Curator: This artwork, dated between 1829 and 1842, is titled *A Fraudulent Murasaki’s Rustic Genji* by Ryūtei Tanehiko and beautifully realized by Utagawa Kunisada. Editor: My first impression is a playful visual riddle. The open book format makes it so approachable, doesn’t it? But the juxtaposition of that single figure with the wallpaper-like page… it sets my mind off on a thousand little tangents. Curator: It's quintessential ukiyo-e. Kunisada, known for his figuration, captured that "floating world" vibe beautifully, even within the constraints of a woodblock print. The book is actually an adaptation of "The Tale of Genji." It seems that he captured figures not to create literal narratives, but evoke them through a mood of their costumes, facial expression, posture. Editor: Ukiyo-e... Floating world. Yes, there’s a feeling here like catching a snippet of gossip over tea.

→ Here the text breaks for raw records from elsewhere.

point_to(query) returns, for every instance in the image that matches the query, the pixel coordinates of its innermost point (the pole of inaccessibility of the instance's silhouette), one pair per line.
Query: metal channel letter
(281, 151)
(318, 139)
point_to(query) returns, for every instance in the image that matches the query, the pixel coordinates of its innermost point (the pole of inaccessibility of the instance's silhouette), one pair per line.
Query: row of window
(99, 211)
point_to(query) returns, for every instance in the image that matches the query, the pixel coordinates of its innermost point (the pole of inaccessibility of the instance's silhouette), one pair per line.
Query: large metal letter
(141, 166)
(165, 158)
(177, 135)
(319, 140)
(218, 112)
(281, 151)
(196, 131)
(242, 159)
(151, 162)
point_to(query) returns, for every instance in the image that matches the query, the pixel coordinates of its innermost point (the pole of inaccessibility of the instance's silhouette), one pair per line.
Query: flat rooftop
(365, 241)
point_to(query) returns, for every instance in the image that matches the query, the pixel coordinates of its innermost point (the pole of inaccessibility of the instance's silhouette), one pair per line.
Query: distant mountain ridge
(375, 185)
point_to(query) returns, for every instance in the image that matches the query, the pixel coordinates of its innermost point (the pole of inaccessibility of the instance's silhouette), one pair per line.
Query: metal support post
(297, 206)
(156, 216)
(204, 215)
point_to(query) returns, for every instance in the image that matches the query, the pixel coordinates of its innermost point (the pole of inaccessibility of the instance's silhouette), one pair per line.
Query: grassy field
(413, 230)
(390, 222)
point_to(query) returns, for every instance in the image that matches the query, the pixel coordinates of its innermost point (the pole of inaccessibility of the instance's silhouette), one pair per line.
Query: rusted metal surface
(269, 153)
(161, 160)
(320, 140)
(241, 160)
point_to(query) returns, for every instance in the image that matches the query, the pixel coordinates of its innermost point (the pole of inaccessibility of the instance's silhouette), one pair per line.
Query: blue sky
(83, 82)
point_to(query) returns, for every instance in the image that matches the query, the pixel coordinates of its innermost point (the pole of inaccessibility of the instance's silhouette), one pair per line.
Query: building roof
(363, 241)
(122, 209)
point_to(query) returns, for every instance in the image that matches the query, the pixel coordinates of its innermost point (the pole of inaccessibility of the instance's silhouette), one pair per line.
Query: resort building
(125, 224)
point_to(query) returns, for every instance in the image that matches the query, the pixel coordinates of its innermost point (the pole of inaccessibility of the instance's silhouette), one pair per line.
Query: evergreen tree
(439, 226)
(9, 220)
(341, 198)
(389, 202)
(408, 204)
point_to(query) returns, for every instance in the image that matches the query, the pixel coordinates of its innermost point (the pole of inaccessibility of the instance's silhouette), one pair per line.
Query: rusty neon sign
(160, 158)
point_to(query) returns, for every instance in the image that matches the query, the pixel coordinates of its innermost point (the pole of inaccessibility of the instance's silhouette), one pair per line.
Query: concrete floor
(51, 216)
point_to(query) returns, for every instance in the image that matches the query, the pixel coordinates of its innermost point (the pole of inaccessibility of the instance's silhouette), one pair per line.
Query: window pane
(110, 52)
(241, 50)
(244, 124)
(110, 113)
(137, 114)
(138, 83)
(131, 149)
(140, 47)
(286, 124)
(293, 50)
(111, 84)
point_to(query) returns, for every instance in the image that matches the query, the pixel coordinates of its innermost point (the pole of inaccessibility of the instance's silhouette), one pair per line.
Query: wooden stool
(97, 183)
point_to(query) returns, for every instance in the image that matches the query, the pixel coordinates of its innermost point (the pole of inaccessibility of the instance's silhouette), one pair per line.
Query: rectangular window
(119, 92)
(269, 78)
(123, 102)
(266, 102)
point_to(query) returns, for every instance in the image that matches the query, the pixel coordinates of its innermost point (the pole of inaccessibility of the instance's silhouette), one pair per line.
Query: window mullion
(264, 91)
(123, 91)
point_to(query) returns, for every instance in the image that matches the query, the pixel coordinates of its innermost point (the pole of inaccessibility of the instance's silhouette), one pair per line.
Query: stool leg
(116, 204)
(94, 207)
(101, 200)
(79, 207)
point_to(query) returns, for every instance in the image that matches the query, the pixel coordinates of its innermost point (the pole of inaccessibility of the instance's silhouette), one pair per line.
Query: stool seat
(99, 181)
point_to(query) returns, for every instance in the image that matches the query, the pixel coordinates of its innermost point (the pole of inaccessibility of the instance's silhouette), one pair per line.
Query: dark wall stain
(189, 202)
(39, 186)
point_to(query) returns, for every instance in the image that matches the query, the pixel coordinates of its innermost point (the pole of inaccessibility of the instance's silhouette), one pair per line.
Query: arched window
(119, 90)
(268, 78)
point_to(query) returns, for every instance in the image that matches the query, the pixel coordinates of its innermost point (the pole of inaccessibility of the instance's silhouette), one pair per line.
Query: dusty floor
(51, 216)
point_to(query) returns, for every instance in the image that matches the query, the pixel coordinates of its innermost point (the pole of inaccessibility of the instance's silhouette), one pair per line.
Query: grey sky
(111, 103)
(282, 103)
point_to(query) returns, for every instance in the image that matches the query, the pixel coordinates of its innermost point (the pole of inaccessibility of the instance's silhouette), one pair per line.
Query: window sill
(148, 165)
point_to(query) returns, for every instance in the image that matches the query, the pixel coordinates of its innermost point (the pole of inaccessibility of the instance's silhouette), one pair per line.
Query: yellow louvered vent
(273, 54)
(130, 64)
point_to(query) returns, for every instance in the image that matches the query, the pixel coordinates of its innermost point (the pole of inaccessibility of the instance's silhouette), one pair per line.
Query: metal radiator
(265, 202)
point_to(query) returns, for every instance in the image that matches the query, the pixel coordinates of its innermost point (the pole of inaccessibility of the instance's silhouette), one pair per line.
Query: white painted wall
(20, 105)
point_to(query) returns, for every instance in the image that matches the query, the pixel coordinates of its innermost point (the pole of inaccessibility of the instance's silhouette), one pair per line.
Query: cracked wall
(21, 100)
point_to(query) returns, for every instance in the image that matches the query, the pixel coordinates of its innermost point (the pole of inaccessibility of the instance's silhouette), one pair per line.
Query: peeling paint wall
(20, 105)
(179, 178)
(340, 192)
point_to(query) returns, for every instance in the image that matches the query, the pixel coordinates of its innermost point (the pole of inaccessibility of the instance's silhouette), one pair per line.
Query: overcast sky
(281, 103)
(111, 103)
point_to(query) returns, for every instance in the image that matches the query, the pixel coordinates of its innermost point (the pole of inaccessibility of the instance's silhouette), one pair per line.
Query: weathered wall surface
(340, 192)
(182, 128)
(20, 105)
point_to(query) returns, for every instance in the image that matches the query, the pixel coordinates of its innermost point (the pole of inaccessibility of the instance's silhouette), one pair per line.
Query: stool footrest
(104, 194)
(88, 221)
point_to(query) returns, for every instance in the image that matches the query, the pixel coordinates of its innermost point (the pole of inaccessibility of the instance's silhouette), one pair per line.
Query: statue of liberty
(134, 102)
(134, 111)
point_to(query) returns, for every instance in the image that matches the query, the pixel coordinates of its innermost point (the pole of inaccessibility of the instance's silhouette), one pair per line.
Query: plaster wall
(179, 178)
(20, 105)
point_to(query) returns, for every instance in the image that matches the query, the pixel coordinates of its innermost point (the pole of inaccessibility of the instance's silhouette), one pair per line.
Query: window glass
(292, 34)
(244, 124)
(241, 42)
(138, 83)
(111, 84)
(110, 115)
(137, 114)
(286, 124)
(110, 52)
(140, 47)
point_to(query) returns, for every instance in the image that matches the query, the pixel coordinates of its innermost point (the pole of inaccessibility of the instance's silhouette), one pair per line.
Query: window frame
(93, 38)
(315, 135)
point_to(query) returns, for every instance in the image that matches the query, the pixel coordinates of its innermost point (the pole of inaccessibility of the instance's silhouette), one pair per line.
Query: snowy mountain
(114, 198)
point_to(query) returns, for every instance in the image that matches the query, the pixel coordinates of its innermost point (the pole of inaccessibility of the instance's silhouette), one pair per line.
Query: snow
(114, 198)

And the contrasting pages! I immediately focus on symbols—those repeating motifs resemble stylized seals or perhaps currency. There's a suggestion of contained wealth or power maybe? On the first page, the man appears to be resting in his leisure, or idly lost in thought about wealth. He has an interior quality. Curator: Precisely. These visual elements create tension, don't they? I always feel it. It is the tension in art making of working in reproduction and serial process that seeks spontaneity and novelty! Each time, different but same. He did that! Editor: It is that tension between narrative and ornamentation that keeps drawing me back. I imagine the artisan so carefully carving each woodblock, aware that his art exists within a much larger cultural fabric. What is so impressive to me is how a narrative can be conveyed with such stylistic choices, for example, the man’s colorful layered robes. And on the opposite page, the text itself seems to become pattern. What did book design signify in its time? What makes art more of something because of context like this? Curator: A world of possibility, don't you think? Each print a doorway into not only visual beauty, but also cultural memory. He made that real for us in this one little artwork, and made a comment about the printing press, too! Editor: Indeed, Kunisada allows us to see how symbols carry so much emotional and cultural weight over the ages. I was moved in ways I was unprepared for.